Indianapolis Public Schools is committed to dramatically improvingstudent outcomes. We are thoughtfully convening important community conversations about upcoming decisions on grade configuration and desired school models. Together, we will collaborate to increase high quality academic options one step at a time.


As national and local conversations on the end of desegregation in schools continue, accusations have surfaced about the state of racial equity in IPS. Earlier this month, an article in The Indianapolis Star claimed IPS is enacting a “plan” to retain wealthy and white families in our district by increasing racial inequity in some of our schools. 


In response to the assertions, IPS Superintendent Dr. Lewis D. Ferebee and Board President Mary Ann Sullivan assured our community that “there is absolutely no ‘plan’ to keep affluent or white families in our district.
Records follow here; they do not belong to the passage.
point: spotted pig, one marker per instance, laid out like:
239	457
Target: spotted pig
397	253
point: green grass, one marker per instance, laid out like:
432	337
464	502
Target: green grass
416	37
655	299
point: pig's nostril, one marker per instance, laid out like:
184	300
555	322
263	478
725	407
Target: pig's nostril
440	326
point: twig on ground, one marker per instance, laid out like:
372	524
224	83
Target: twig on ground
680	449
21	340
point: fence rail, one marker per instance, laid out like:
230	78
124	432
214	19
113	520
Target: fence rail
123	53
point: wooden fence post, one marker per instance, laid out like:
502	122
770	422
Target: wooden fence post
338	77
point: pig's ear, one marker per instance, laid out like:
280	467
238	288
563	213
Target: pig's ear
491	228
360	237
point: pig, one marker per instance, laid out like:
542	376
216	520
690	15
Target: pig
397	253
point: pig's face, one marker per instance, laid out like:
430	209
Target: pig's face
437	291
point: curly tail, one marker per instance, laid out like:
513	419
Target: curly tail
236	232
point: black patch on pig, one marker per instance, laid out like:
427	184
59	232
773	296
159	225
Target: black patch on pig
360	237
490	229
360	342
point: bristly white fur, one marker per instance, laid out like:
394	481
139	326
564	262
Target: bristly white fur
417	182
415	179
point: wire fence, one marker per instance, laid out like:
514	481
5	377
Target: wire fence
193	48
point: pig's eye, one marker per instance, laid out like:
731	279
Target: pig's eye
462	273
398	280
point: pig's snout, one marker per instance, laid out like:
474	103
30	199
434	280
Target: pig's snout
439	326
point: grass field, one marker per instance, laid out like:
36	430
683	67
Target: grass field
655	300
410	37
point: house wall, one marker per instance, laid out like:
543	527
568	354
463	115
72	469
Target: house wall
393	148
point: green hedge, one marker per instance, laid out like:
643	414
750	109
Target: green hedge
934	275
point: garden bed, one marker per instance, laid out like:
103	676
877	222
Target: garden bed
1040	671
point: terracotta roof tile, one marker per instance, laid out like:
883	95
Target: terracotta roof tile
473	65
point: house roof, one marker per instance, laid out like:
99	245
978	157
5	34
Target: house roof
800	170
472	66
Our flexible strategic planning model is designed to help us meet our community’s specialized demands.” In alignment with our Board’s Core Commitments and Beliefs, the IPS leadership team is focused on the swift and successful improvement of chronically low-performing schools to ensure every student in every neighborhood in our district has access to a thriving school.


The Star’s article elevated an IPS choice (magnet) school as “ a rare haven of excellence carved out primarily to attract the children of white, wealthy families.” This is concerning. “In this open conversation on race and socioeconomic status,” said Ferebee and Sullivan, “we must continue to educate those who believe “white” and “wealthy” are synonymous and “black” and “poor” are interchangeable.”


We are aggressively working to improve achievement at our schools that are struggling. Traditional neighborhood schools serve as centerpieces to our community and are just as vital as our choice schools. A choice program is not a fix-all for a low-performing school; it is our responsibility – one we greatly value – to partner with our families and neighbors to find the best solutions for each unique school community.


Thirty-four IPS schools earned an A, B or C grade in 2015; nearly half of them are traditional neighborhood schools. Additionally, 79 percent of these schools have predominantly minority enrollment. Nine of these 34 schools were previously low-performing. While we’re proud of this notable progress, we know there is still significant work needed to increase high-quality options for all students.


Often, the conversation on school improvement highlights economic disparity among zip codes. “Inequities in wealth among neighborhoods can be alleviated through continued and strategic collaboration between IPS and the greater community, said Dr. Ferebee and President Sullivan.” They listed among the district’s top priorities a commitment to “being open to innovation, soliciting the input of our community, and leaving no neighborhood without a quality IPS option for families.”